L’ignorance, telle qu’elle existait il y a quelques siècles, respectait les lumières et désirait d’en acquérir ; l’ignorance de notre temps est dédaigneuse, et cherche à tourner en ridicule les travaux et les méditations des hommes éclairés. L’esprit philosophique a répandu dans presque toutes les classes une certaine facilité de raisonnement, qui sert à décrier tout ce qu’il y a de grand et de sérieux dans la nature humaine, et nous en sommes à cette époque de la civilisation où toutes les belles choses de l’âme tombent en poussière.

Quand les barbares du Nord s’emparèrent des plus fertiles contrées de l’Europe, ils y apportèrent des vertus farouches et mâles ; et, cherchant à se perfectionner eux-mêmes, ils demandaient au Midi le soleil, les arts et les sciences. Mais les barbares policés n’estiment que l’habileté dans les affaires de ce monde, et ne s’instruisent que juste ce qu’il faut pour se jouer par quelques phrases du recueillement de toute une vie.

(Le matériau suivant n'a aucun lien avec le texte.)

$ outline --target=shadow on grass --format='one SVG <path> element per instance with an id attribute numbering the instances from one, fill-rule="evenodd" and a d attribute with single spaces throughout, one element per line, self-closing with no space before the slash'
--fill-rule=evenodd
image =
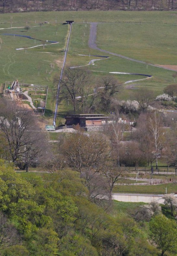
<path id="1" fill-rule="evenodd" d="M 45 116 L 46 116 L 51 117 L 53 116 L 53 112 L 51 109 L 46 109 L 45 110 Z"/>

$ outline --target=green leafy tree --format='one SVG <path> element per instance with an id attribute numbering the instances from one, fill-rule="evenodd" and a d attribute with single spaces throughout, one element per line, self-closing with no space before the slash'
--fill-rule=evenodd
<path id="1" fill-rule="evenodd" d="M 166 251 L 177 253 L 177 225 L 173 220 L 164 215 L 157 215 L 149 223 L 150 237 L 159 249 L 161 256 Z"/>

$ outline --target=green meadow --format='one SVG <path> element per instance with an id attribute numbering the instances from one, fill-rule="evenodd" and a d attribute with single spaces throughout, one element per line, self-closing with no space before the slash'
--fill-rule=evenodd
<path id="1" fill-rule="evenodd" d="M 163 92 L 163 89 L 174 83 L 175 72 L 105 54 L 89 48 L 88 22 L 100 22 L 97 27 L 96 39 L 98 47 L 111 52 L 142 60 L 147 63 L 175 65 L 177 63 L 176 31 L 177 14 L 175 12 L 124 12 L 90 11 L 49 12 L 1 14 L 0 16 L 1 62 L 0 83 L 18 79 L 21 82 L 46 85 L 49 90 L 47 107 L 48 113 L 54 110 L 55 104 L 53 78 L 59 74 L 64 56 L 64 50 L 69 27 L 62 23 L 74 19 L 66 67 L 85 65 L 92 59 L 89 54 L 107 55 L 110 57 L 96 61 L 94 65 L 81 68 L 89 70 L 93 76 L 92 87 L 103 76 L 109 75 L 121 83 L 129 80 L 143 79 L 142 76 L 109 74 L 111 72 L 136 73 L 151 75 L 145 80 L 125 84 L 125 90 L 118 94 L 120 99 L 133 99 L 142 87 L 154 92 L 154 96 Z M 45 24 L 45 21 L 50 22 Z M 87 23 L 86 23 L 87 22 Z M 42 23 L 41 27 L 40 23 Z M 27 31 L 23 28 L 30 27 Z M 25 37 L 5 35 L 4 33 L 27 35 Z M 38 41 L 37 40 L 41 40 Z M 58 43 L 43 44 L 46 40 Z M 17 50 L 17 48 L 34 48 Z M 81 56 L 79 54 L 87 55 Z M 100 72 L 101 71 L 101 72 Z M 60 103 L 58 111 L 63 115 L 69 110 Z M 47 111 L 46 112 L 46 113 Z"/>

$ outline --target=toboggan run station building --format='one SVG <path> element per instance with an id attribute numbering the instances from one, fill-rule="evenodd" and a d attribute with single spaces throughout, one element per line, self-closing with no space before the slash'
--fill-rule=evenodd
<path id="1" fill-rule="evenodd" d="M 104 114 L 81 114 L 72 115 L 65 118 L 67 126 L 79 125 L 87 130 L 91 131 L 99 130 L 110 117 L 105 116 Z"/>

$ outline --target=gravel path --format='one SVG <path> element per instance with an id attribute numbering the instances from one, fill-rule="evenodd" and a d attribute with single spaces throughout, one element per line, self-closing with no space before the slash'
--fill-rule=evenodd
<path id="1" fill-rule="evenodd" d="M 36 109 L 36 108 L 35 107 L 34 105 L 33 104 L 33 103 L 32 101 L 32 100 L 31 99 L 31 98 L 30 97 L 30 96 L 28 96 L 28 91 L 25 91 L 24 92 L 23 92 L 23 93 L 24 95 L 25 95 L 25 96 L 26 96 L 28 98 L 28 101 L 30 102 L 30 105 L 32 107 L 32 108 L 35 109 Z"/>

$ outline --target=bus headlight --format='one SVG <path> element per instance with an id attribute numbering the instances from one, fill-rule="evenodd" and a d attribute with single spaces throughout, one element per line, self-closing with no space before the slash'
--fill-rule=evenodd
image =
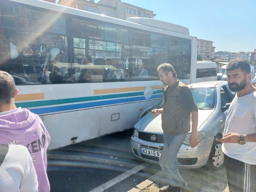
<path id="1" fill-rule="evenodd" d="M 183 143 L 185 145 L 189 145 L 189 138 L 191 136 L 191 133 L 188 133 L 187 135 L 185 140 Z M 205 136 L 205 132 L 204 131 L 200 131 L 196 133 L 196 137 L 197 138 L 198 142 L 201 142 Z"/>
<path id="2" fill-rule="evenodd" d="M 134 128 L 133 130 L 133 136 L 139 137 L 139 130 L 136 128 Z"/>

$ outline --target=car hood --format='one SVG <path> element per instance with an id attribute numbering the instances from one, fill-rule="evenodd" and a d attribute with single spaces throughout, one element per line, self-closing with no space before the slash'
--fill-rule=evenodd
<path id="1" fill-rule="evenodd" d="M 198 110 L 197 130 L 212 113 L 214 109 Z M 156 133 L 163 133 L 161 126 L 161 115 L 154 117 L 150 113 L 147 114 L 135 124 L 134 128 L 139 131 Z M 190 130 L 191 131 L 191 130 Z"/>

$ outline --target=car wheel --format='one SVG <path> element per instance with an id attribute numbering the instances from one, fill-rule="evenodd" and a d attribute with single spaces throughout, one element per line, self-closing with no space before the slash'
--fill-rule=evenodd
<path id="1" fill-rule="evenodd" d="M 221 169 L 224 164 L 224 154 L 221 143 L 214 140 L 206 165 L 211 169 L 217 170 Z"/>

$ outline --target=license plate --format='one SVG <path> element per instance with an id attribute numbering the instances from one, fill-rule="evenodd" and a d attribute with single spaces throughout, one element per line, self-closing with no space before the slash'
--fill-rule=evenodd
<path id="1" fill-rule="evenodd" d="M 141 154 L 145 154 L 148 155 L 150 155 L 155 157 L 159 157 L 160 156 L 160 155 L 161 155 L 161 153 L 162 153 L 162 152 L 160 151 L 152 150 L 152 149 L 149 149 L 141 147 L 140 153 Z"/>

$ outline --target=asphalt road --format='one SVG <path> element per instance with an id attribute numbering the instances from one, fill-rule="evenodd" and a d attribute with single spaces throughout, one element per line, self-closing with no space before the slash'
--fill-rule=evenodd
<path id="1" fill-rule="evenodd" d="M 135 157 L 133 130 L 48 152 L 51 192 L 127 191 L 160 170 Z"/>

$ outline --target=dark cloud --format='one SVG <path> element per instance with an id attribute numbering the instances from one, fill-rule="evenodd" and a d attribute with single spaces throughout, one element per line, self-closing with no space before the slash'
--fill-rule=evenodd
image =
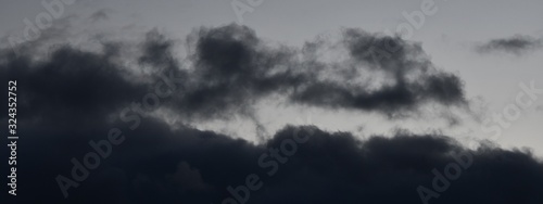
<path id="1" fill-rule="evenodd" d="M 426 103 L 463 104 L 460 79 L 435 69 L 417 43 L 348 29 L 331 42 L 346 55 L 326 62 L 319 52 L 336 51 L 326 43 L 272 46 L 248 27 L 229 25 L 194 30 L 188 62 L 178 59 L 175 41 L 150 31 L 135 51 L 137 66 L 125 65 L 130 59 L 123 43 L 102 43 L 100 51 L 64 46 L 43 60 L 33 60 L 35 52 L 2 52 L 0 80 L 17 80 L 21 110 L 17 203 L 222 203 L 231 196 L 229 186 L 252 174 L 263 184 L 248 203 L 419 203 L 417 188 L 432 189 L 432 169 L 443 173 L 459 153 L 472 155 L 472 165 L 432 202 L 543 200 L 543 165 L 523 151 L 468 150 L 445 136 L 406 132 L 359 140 L 313 126 L 288 126 L 253 143 L 193 124 L 173 127 L 161 115 L 149 116 L 156 109 L 141 106 L 150 93 L 166 90 L 174 91 L 159 98 L 160 109 L 199 119 L 251 114 L 255 101 L 273 95 L 392 116 Z M 368 48 L 386 56 L 368 58 L 375 54 Z M 383 80 L 374 85 L 364 81 L 366 75 Z M 131 119 L 119 117 L 125 110 Z M 7 124 L 5 115 L 0 123 Z M 55 178 L 72 178 L 72 160 L 84 161 L 97 151 L 90 143 L 103 142 L 112 130 L 124 141 L 112 144 L 64 199 Z M 292 144 L 296 137 L 307 141 Z M 286 156 L 292 145 L 295 153 Z M 274 153 L 281 146 L 285 158 Z"/>
<path id="2" fill-rule="evenodd" d="M 417 188 L 432 190 L 432 169 L 444 174 L 459 154 L 470 154 L 472 165 L 430 203 L 543 201 L 543 164 L 530 153 L 492 145 L 467 150 L 444 136 L 399 133 L 358 140 L 349 132 L 286 127 L 255 145 L 210 131 L 171 131 L 154 119 L 142 124 L 137 131 L 112 125 L 123 128 L 126 142 L 115 145 L 78 188 L 70 189 L 66 200 L 54 178 L 70 177 L 70 160 L 81 160 L 92 151 L 87 141 L 105 139 L 106 131 L 63 129 L 48 135 L 33 128 L 47 137 L 38 143 L 24 130 L 30 127 L 24 128 L 28 139 L 21 150 L 21 161 L 26 158 L 20 165 L 21 203 L 222 203 L 232 196 L 228 187 L 244 184 L 252 174 L 263 186 L 250 192 L 248 203 L 421 203 Z M 280 150 L 295 136 L 310 139 L 291 156 L 280 153 L 288 160 L 285 164 L 270 156 L 270 149 Z M 262 167 L 258 161 L 265 154 L 263 161 L 269 164 Z"/>
<path id="3" fill-rule="evenodd" d="M 481 53 L 506 52 L 521 55 L 528 51 L 543 48 L 541 39 L 530 36 L 516 35 L 510 38 L 493 39 L 489 42 L 477 46 L 477 51 Z"/>
<path id="4" fill-rule="evenodd" d="M 27 54 L 24 58 L 28 59 L 3 64 L 11 67 L 13 63 L 23 63 L 21 68 L 0 72 L 9 72 L 5 74 L 24 81 L 45 80 L 42 76 L 47 76 L 66 85 L 59 90 L 77 89 L 58 91 L 54 86 L 60 85 L 28 89 L 28 94 L 35 91 L 43 98 L 50 95 L 48 91 L 54 92 L 51 95 L 61 94 L 56 105 L 94 102 L 88 99 L 94 97 L 97 87 L 111 87 L 103 90 L 112 98 L 104 102 L 103 109 L 113 109 L 108 104 L 125 105 L 136 95 L 154 89 L 154 84 L 135 78 L 159 81 L 163 75 L 174 75 L 177 92 L 162 100 L 161 105 L 195 119 L 252 115 L 254 104 L 272 95 L 281 95 L 292 104 L 378 112 L 390 117 L 416 113 L 429 103 L 444 106 L 467 103 L 463 81 L 454 74 L 435 69 L 417 43 L 348 29 L 336 47 L 349 54 L 338 62 L 320 60 L 317 52 L 337 50 L 319 43 L 308 42 L 303 49 L 270 46 L 248 27 L 228 25 L 193 31 L 187 41 L 191 48 L 189 55 L 184 59 L 174 51 L 175 41 L 154 30 L 139 44 L 137 67 L 127 68 L 121 63 L 127 61 L 119 53 L 125 50 L 122 43 L 103 42 L 102 52 L 84 52 L 66 46 L 40 63 L 27 62 L 31 58 Z M 101 75 L 108 79 L 94 87 Z M 382 75 L 382 81 L 376 82 L 374 76 L 378 75 Z M 115 93 L 124 89 L 126 94 Z"/>
<path id="5" fill-rule="evenodd" d="M 100 21 L 108 21 L 108 20 L 110 20 L 110 14 L 109 13 L 111 13 L 110 10 L 102 9 L 102 10 L 99 10 L 99 11 L 92 13 L 89 16 L 89 20 L 92 23 L 100 22 Z"/>

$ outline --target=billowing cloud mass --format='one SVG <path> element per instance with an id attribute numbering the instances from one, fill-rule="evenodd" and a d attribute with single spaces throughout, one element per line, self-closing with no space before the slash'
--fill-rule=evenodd
<path id="1" fill-rule="evenodd" d="M 477 46 L 477 51 L 481 53 L 506 52 L 521 55 L 526 52 L 543 48 L 543 41 L 530 36 L 516 35 L 510 38 L 493 39 Z"/>
<path id="2" fill-rule="evenodd" d="M 0 80 L 17 80 L 21 110 L 18 202 L 421 203 L 420 192 L 430 203 L 543 202 L 543 164 L 527 151 L 404 131 L 362 140 L 315 126 L 254 143 L 161 115 L 228 119 L 276 95 L 389 116 L 464 105 L 462 80 L 434 68 L 420 44 L 345 29 L 337 42 L 295 49 L 237 25 L 195 29 L 187 44 L 184 60 L 156 31 L 130 54 L 122 42 L 61 47 L 41 60 L 4 50 Z M 328 52 L 341 58 L 320 58 Z"/>

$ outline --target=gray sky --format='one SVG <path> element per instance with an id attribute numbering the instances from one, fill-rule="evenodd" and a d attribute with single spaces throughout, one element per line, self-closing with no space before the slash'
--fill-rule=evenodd
<path id="1" fill-rule="evenodd" d="M 34 21 L 39 13 L 46 11 L 40 2 L 3 0 L 0 8 L 0 34 L 21 36 L 25 27 L 24 20 Z M 157 28 L 173 38 L 184 39 L 193 28 L 200 26 L 220 26 L 238 22 L 231 2 L 78 0 L 66 5 L 62 15 L 81 22 L 73 25 L 74 29 L 79 30 L 78 35 L 83 35 L 86 29 L 130 34 L 132 30 Z M 252 8 L 253 12 L 243 14 L 242 24 L 253 28 L 260 37 L 270 42 L 300 47 L 318 35 L 337 35 L 344 27 L 357 27 L 372 33 L 394 30 L 406 22 L 402 13 L 419 11 L 420 3 L 420 0 L 264 0 L 263 4 Z M 543 1 L 437 0 L 435 7 L 437 13 L 426 16 L 422 26 L 414 30 L 409 40 L 421 42 L 437 67 L 460 76 L 475 112 L 482 112 L 483 118 L 502 113 L 508 104 L 515 103 L 516 95 L 521 92 L 520 82 L 529 85 L 533 80 L 535 87 L 543 89 L 542 49 L 530 50 L 520 55 L 503 52 L 482 54 L 473 49 L 489 40 L 515 35 L 541 39 Z M 89 16 L 98 11 L 103 11 L 105 15 L 92 23 Z M 182 49 L 182 46 L 180 47 Z M 510 127 L 503 128 L 498 143 L 505 148 L 530 146 L 539 155 L 543 155 L 543 112 L 536 109 L 539 105 L 543 105 L 543 95 L 523 110 L 518 119 L 510 122 Z M 331 112 L 277 103 L 263 103 L 260 107 L 260 120 L 269 133 L 288 123 L 313 123 L 330 130 L 357 131 L 363 127 L 361 136 L 391 133 L 394 128 L 406 128 L 415 132 L 439 129 L 457 138 L 489 137 L 488 132 L 481 131 L 482 124 L 465 113 L 462 124 L 450 127 L 446 123 L 435 119 L 435 116 L 388 120 L 377 114 Z M 235 123 L 237 124 L 217 122 L 201 126 L 233 131 L 239 136 L 247 136 L 247 132 L 254 135 L 254 125 L 248 124 L 247 120 Z"/>

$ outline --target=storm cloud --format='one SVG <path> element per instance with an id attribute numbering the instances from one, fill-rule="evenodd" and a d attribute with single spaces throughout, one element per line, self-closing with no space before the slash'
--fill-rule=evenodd
<path id="1" fill-rule="evenodd" d="M 516 35 L 510 38 L 492 39 L 477 46 L 476 49 L 480 53 L 505 52 L 521 55 L 529 51 L 540 50 L 541 48 L 543 48 L 541 39 Z"/>
<path id="2" fill-rule="evenodd" d="M 417 188 L 433 189 L 433 169 L 443 173 L 460 154 L 472 164 L 431 202 L 543 201 L 543 164 L 528 151 L 491 143 L 470 150 L 446 136 L 405 131 L 359 139 L 315 126 L 287 126 L 255 143 L 190 123 L 174 127 L 151 114 L 164 109 L 199 120 L 228 118 L 252 114 L 256 101 L 274 95 L 390 117 L 431 103 L 465 105 L 462 79 L 435 68 L 418 43 L 344 29 L 340 40 L 292 48 L 238 25 L 194 29 L 186 43 L 189 54 L 179 59 L 174 40 L 150 31 L 137 46 L 136 66 L 124 63 L 121 42 L 99 51 L 64 46 L 39 61 L 2 52 L 0 80 L 18 81 L 25 161 L 17 165 L 18 202 L 223 203 L 236 200 L 229 187 L 257 175 L 262 187 L 247 203 L 420 203 Z M 325 61 L 321 52 L 341 58 Z M 160 92 L 160 107 L 135 104 Z M 119 117 L 124 110 L 138 119 Z M 71 178 L 73 158 L 96 151 L 89 143 L 106 140 L 112 129 L 124 142 L 64 199 L 55 178 Z"/>

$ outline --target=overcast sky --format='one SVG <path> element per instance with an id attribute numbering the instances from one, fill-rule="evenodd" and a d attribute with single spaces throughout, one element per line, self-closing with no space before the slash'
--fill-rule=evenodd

Ceux qui nient la perfectibilité de l’esprit humain prétendent qu’en toutes choses les progrès et la décadence se suivent tour à tour, et que la roue de la pensée tourne comme celle de la fortune. Quel triste spectacle que ces générations s’occupant sur la terre, comme Sisyphe dans les enfers, à des travaux constamment inutiles ! et que serait donc la destinée de la race humaine, si elle ressemblait au supplice le plus cruel que l’imagination des poètes ait conçu ? Mais il n’en est pas ainsi, et l’on peut apercevoir un dessein toujours le même, toujours suivi, toujours progressif, dans l’histoire de l’homme.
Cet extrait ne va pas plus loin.